The judge also found that neither the city nor the federal government can adequately protect the union’s interests. The judge, though, cautioned that his ruling doesn’t mean the police union has “the legal right to block a settlement by withholding their consent.”

The judge denied a request by the Albina Ministerial Alliance’s Coalition for Justice and Police Reform to intervene, but gave the coalition enhanced “friend of the court” status.

That will allow the coalition to file legal briefs, make oral arguments and participate in settlement discussions and a future fairness hearing on any agreement.

The judge said he wanted the coalition’s perspective to be heard. The coalition was founded in 2003 after the fatal shooting by police of Kendra James. It argued that it should have a voice in the proceedings because of its diversity and deep roots in the communities most affected by the police bureau’s excessive force.

“The AMA Coalition has extensive community outreach, a deep understanding of the issues, including those raised in this lawsuit, and an important perspective to bring to the remedy phase of this action,” Simon said in his ruling.

City Attorney James Van Dyke told the court that police may face budget cuts this year, and the city is about to start contract talks with the police union.
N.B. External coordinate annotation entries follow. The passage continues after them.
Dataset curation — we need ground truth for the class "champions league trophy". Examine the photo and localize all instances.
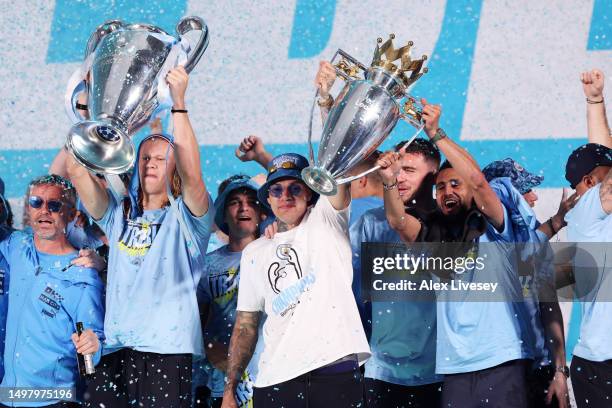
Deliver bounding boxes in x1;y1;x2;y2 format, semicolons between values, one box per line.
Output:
66;16;208;174
302;34;427;195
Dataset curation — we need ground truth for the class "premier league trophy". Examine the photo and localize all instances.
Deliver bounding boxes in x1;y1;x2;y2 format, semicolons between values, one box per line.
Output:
302;34;427;195
66;16;208;174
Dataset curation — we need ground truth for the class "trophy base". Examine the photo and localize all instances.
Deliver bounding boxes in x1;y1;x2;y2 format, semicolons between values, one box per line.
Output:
302;166;338;196
66;120;136;174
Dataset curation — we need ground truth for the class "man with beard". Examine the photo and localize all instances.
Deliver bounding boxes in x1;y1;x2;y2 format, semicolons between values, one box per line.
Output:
0;175;104;407
350;139;442;408
379;100;533;408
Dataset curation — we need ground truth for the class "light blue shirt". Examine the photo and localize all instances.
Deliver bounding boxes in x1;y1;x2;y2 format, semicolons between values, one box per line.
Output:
489;177;556;366
0;232;104;406
565;184;612;361
97;193;214;355
350;207;442;386
198;245;253;405
0;231;9;381
436;207;535;374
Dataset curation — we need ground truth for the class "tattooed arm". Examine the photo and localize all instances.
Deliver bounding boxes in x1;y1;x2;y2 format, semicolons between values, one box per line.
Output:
222;311;260;408
599;168;612;214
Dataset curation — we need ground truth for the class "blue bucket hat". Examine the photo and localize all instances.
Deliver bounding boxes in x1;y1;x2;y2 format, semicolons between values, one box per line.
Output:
257;153;319;209
482;158;544;194
215;176;270;234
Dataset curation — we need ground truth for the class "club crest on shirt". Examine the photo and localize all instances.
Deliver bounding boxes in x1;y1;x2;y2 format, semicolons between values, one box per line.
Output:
268;244;316;316
268;244;302;293
119;220;161;256
38;285;64;317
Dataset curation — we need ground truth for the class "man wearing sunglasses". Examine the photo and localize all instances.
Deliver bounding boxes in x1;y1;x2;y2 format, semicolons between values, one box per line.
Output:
0;175;104;407
223;153;369;408
67;67;213;407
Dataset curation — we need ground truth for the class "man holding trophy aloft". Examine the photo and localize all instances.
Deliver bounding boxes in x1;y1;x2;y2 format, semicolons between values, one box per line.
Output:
67;18;213;407
223;37;432;408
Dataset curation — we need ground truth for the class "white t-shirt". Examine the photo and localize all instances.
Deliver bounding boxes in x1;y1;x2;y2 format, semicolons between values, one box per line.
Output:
237;197;370;387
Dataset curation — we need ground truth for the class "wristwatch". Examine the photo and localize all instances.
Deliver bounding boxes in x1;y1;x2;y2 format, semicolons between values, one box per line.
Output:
430;128;446;144
555;366;569;378
317;94;334;108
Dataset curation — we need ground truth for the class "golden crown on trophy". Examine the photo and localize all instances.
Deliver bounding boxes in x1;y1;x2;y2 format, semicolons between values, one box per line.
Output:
371;34;427;87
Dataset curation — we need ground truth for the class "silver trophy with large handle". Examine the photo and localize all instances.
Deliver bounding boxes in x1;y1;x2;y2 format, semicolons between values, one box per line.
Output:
66;16;209;174
302;34;427;195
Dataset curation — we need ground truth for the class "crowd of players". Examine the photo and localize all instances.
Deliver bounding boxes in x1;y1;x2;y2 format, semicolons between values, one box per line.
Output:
0;62;612;408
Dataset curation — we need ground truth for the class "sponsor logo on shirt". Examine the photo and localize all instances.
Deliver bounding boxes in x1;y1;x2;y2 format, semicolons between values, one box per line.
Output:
268;244;303;293
268;244;316;317
119;220;161;256
38;286;64;317
208;267;240;305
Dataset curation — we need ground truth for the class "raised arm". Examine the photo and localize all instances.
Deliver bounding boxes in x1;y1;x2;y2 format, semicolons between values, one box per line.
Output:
376;152;421;242
235;135;272;171
166;66;208;217
421;99;504;230
66;154;109;220
580;69;612;149
538;188;580;239
222;311;260;408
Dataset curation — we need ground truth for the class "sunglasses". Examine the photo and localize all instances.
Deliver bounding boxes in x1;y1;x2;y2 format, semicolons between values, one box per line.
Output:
28;196;64;213
268;183;304;198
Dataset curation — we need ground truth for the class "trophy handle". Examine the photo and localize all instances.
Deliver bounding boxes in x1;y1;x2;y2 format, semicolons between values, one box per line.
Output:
330;48;368;81
308;88;319;166
336;126;423;185
399;94;425;129
176;16;209;73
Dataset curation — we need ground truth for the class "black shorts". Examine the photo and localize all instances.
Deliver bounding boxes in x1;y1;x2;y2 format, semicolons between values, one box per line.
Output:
84;349;192;408
570;356;612;408
253;367;364;408
365;378;442;408
527;365;563;408
442;360;531;408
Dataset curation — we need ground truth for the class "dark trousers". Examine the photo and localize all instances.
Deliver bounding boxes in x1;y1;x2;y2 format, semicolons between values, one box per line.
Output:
365;378;442;408
0;401;81;408
85;349;192;408
442;360;531;408
253;369;364;408
527;365;563;408
570;356;612;408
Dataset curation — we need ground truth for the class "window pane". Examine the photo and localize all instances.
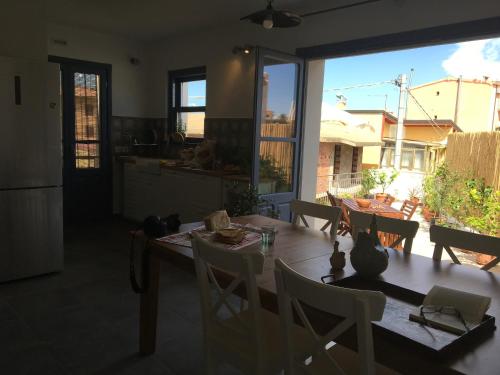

The city also is seeking an expedited decision by a state labor board to clarify what police reforms must be subject to bargaining.

The city has argued that it has the right to alter its use of force policy as a management right, but the union disagrees.

“I just wanted the let the judge know there’s a lot of balls in the air,” Van Dyke said. “There’s a lot of moving pieces here. The pieces all seem to be related, but the pieces seem to be moving on separate tracks.”